United States Steel Corporation and United Steelworkers, (Case No. USS-45, 186; USS-45,187) (2007). The arbitrator ruled that there was ample evidence of cocaine use based on the Psychemedics hair test results, and that the employer therefore had proper cause to discharge the grievant for drug use in violation of a last chance agreement.

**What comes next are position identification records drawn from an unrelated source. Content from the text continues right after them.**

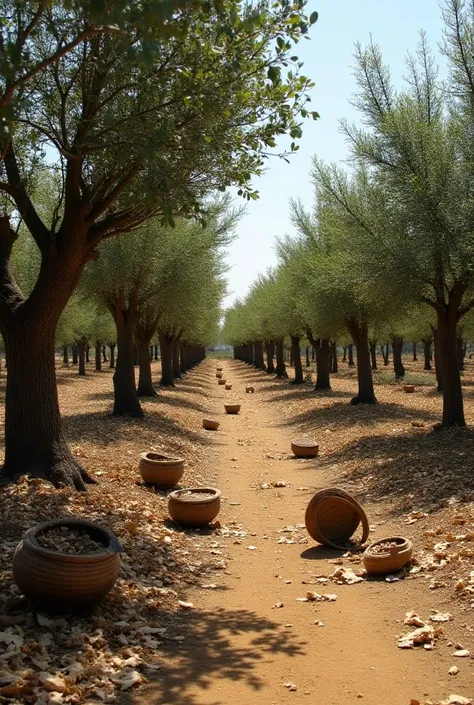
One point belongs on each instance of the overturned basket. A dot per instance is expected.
(333, 516)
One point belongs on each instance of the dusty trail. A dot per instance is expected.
(239, 647)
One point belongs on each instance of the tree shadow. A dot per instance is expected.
(362, 414)
(114, 429)
(320, 553)
(209, 652)
(412, 470)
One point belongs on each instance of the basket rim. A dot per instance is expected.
(112, 547)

United States Steel, LLC and United Steelworkers of America, (Case Nos. USS-42, 125; 42, 126; 42, 127; 42, 128; and USS-42, 273) (2001). The arbitrator ruled that a single positive Psychemedics hair test result was sufficient to support the determination that an employee used illegal drugs. In each grievance, he found that a negative hair test result reported by the testing lab APL/AML through Labcorp did not raise doubt about the validity of the previous Psychemedics test result.
United States Steel, A Division of USX Corporation and United Steelworkers of America, Local 1557, Case No. USS-38, 287 (1999). The arbitrator ruled that the employee was properly discharged for material violation of an LCA, stating:
Anheuser-Busch, Inc. union arbitration, October 1999. The arbitrator upheld the use of body hair for analysis.
Anheuser-Busch, Inc. union arbitration, July 1999. The arbitrator found no merit in the union claims of improper specimen collection and age, race and gender bias relating to slow hair growth.
Anheuser-Busch, Inc. union arbitration, August 2000. The arbitrator found that random hair testing of employees in safety-sensitive positions did not violate their state constitutional rights to privacy. The Psychemedics hair test was deemed “a reliable method for detecting employee drug use, [which] therefore served to further the Employer’s legitimate safety interest.”
US Steelworkers Local 4134 & Lone Star Steel Co., Case No. D22-96 (1997); Battle Mountain Gold Co. & Operating Engineers Local 3 (1998); Cooper Tools and United Automobile, Aerospace, Agricultural Implement Workers of America, AFL-CIO, Local 1774, Grievance No. 005 (2000); United States Steel, a Division of USX Corp. and United States Steelworkers of America, Local 1014, Case Nos. USS-41, 820 (2001) and USS-43, 080 (2003); In the Matter of Employee and Kraft Foods, Fullerton, CA; and In the Matter of Employee and Kraft Foods, Tulare, CA (2007).